Dos muertos, recordé cuando escribí este relato. Soy el herido más competente de la compañía. Dos bajas, una involuntaria, la otra deseada. Le toqué el hombro, se volvió y me miró con lástima. La misma cara que ví cuando años después, en un choque cuando fui a dar a la guardia del hospital y Carlitos me atendió, sonriente, retenida su furia en aquellos ojos celestes ya cincuentones y profesionales. La vida es circular.

-Vos que escribís, anotá este encuentro -me dijo para irse por el costado de la guardia, firmarme el certificado y nunca más verme, salvo en esos encuentros posteriores de ex alumnos donde apenas nos dirigimos un saludo a la distancia. Entendí que jamás había olvidado y yo tampoco. Así, con esa dosis de leyenda y estupidez empiezan las guerras, pensé melancólico ,mientras Ester, mi compañera de mesa de la primaria venía hacia mi con un vaso de cerveza helada en la mano, sonriente como un fantasma del pasado.

Afuera del club Horizonte donde nos habíamos reunido la gente regresaba de votar. Era domingo y se asemeja a los de antes: una neblina que auguraba frío, dos caballos sujetos de un tercero uncido a un carro. El que manejaba la cuadriga me chifló para darse paso. Desde atrás Carlitos me siguió y la incomodidad de ambos no pudo con la costumbre: llavero en mano, abriendo la alarma del auto quiso llevarme.

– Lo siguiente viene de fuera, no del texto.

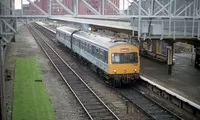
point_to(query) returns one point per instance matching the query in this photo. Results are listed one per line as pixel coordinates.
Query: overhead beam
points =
(163, 7)
(91, 8)
(64, 7)
(9, 26)
(114, 6)
(38, 7)
(140, 8)
(185, 9)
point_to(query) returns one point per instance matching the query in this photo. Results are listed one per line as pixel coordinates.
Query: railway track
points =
(149, 106)
(94, 107)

-No, voy caminando, mejor. 

Y esa fue la última vez que lo vi , entrando a su auto blanco, médico en funciones, optimista y helado como siempre, pero más ancho de espaldas y con dinero. Había votado a los libertarios, lo supe. Su tabique roto estaba grabado en mi impericia de haber sido amigos y enemigos a la vez, como esas boletas que nos separan con cada voto, en cada vida distinta. Lejos de su conventillo y mi casa de ladrillos cuando éramos inocentes y no sabíamos nada sobre urnas. Nuestros padres apenas si las habían vivido. Intuí el resultado por algunas caras que fui encontrando por la calle. Uno se pone del lado de la frenología en estos casos. Esas caras eran de mi manada errática desnuda ante el lobo feroz. 

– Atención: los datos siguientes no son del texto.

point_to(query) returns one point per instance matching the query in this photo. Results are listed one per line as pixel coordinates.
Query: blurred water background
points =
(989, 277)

Pasó Carlitos y me tocó un repique de bocina. A su lado iba Claudia , mi primera novia de cuando éramos chicos quien me sonrió invitándome a subir. Dije que no con la cabeza y les tiré a ambos un besito: el beso Judas de la despedida, del nunca más volver a vernos ni ser libres de todo castigo, porque amigos, el Mal quizás se enseñoreaba por esas veredas del destino, en las boletas y yo no quería percibir un mal augurio, ni nada que me entorpeciese esta noche tanguera de nostalgias y posible derrota. Crucé los dedos y abrí el celular para ver los números.

Carlitos iba ganando como cuatro a cero aún con la cicatriz de su nariz quebrada.